Außenprüfung: Berechnung des Schwellenwertes

BFH 11.1.2018, VIII B 67/17

Es ist nicht ernst­lich zwei­fel­haft, dass die ge­setz­li­chen Grund­la­gen für eine Außenprüfung nach § 193 Abs. 1 AO i.V.m. § 147a AO so­wohl for­mell als auch ma­te­ri­ell ver­fas­sungs­gemäß sind. Zur Be­rech­nung des Schwel­len­wer­tes des § 147a Abs. 1 S. 1 AO.

Der Sach­ver­halt:
Das Fi­nanz­amt hatte beim An­trag­stel­ler im Hin­blick auf seine ho­hen Einkünfte aus Ka­pi­tal­vermögen eine Außenprüfung an­ge­ord­net und ver­wies in der An­lage zur Prüfungs­an­ord­nung dar­auf, dass sich die Summe der po­si­ti­ven Einkünfte des An­trag­stel­lers gem. § 2 Abs. 1 S. 1 Nr. 4 bis 7 EStG (Über­schuss­einkünfte) im Jahr 2011 auf mehr als 500.000 € be­lau­fen habe, so dass die Vor­aus­set­zun­gen für die An­ord­nung ei­ner Außenprüfung nach § 193 Abs. 1 AO i.V.m. § 147a AO erfüllt seien.

Im Aus­set­zungs­ver­fah­ren ge­gen die Prüfungs­an­ord­nung machte der An­trag­stel­ler gel­tend, dass er die Vor­aus­set­zun­gen des § 193 Abs. 1 AO i.V.m. § 147a AO in den Jah­ren 2011 bis 2014 nicht erfüllt habe.

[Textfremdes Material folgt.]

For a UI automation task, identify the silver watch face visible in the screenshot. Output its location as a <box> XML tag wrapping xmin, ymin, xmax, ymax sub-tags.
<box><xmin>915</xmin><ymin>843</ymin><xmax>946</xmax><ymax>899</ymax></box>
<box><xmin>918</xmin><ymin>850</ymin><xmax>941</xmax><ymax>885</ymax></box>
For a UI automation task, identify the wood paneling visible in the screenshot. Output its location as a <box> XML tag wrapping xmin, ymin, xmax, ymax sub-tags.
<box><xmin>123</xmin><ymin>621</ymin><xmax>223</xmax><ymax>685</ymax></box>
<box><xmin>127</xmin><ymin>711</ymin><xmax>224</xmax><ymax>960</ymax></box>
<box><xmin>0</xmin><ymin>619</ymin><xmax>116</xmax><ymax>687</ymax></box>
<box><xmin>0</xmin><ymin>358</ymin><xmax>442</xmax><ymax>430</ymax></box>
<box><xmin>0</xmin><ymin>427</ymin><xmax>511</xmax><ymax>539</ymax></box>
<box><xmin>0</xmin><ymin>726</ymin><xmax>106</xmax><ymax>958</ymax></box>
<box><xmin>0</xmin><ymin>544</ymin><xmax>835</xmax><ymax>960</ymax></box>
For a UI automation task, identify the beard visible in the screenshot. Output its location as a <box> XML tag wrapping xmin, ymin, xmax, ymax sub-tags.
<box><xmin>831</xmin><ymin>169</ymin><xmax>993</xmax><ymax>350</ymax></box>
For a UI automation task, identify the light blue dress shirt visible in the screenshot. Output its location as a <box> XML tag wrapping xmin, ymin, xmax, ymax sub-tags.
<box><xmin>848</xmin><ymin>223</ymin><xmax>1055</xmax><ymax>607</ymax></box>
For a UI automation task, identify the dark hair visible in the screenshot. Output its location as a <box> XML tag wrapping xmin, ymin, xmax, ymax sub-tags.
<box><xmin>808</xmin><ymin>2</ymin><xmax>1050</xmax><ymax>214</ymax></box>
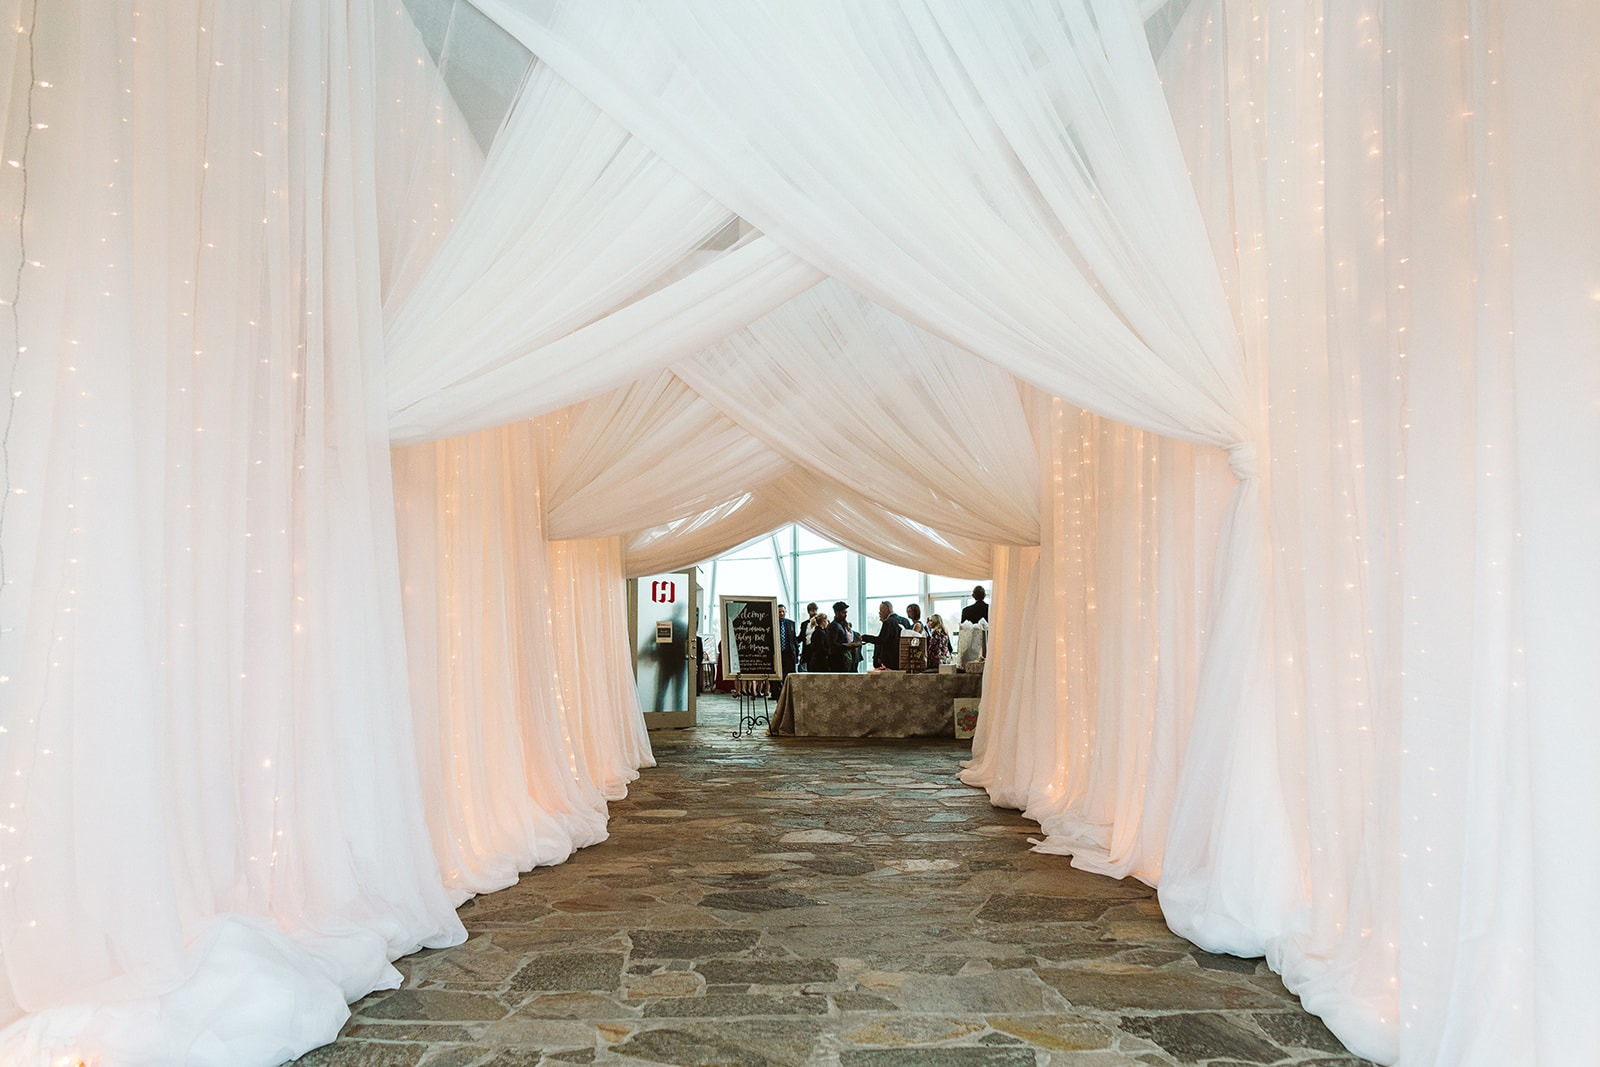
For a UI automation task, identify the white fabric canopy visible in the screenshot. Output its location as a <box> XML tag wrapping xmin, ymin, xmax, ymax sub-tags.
<box><xmin>474</xmin><ymin>0</ymin><xmax>1252</xmax><ymax>450</ymax></box>
<box><xmin>0</xmin><ymin>1</ymin><xmax>1595</xmax><ymax>1065</ymax></box>
<box><xmin>674</xmin><ymin>280</ymin><xmax>1042</xmax><ymax>547</ymax></box>
<box><xmin>543</xmin><ymin>372</ymin><xmax>796</xmax><ymax>541</ymax></box>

FG und BFH lehn­ten den Aus­set­zungs­an­trag je­doch ab.

Gründe:
Die Rechtmäßig­keit der vom Fi­nanz­amt an­ge­ord­ne­ten Außenprüfung ist nicht ernst­lich zwei­fel­haft und die Vor­aus­set­zun­gen für eine Außenprüfung nach § 193 Abs. 1 AO i.V.m. § 147a AO lie­gen vor.

Der An­trag­stel­ler hatte im Jahr 2011 Ka­pi­tal­einkünfte i.H.v. ins­ge­samt 1.186.038 €, die auf­grund sei­nes An­trags auf Güns­ti­gerprüfung gem. § 32d Abs. 6 EStG der ta­rif­li­chen Be­steue­rung zu­grunde ge­legt wur­den. Abzüglich des gem. § 20 Abs. 9 EStG al­lein zu berück­sich­ti­gen­den Spa­rer-Pausch­be­trags i.H.v. 801 € lie­gen seine Einkünfte i.S.d. § 2 Abs. 1 S. 1 Nr. 5 EStG so­mit über dem Schwel­len­wert des § 147a Abs. 1 S. 1 AO i.H.v. 500.000 €, so dass eine Außenprüfung nach § 193 Abs. 1 AO zulässig ist.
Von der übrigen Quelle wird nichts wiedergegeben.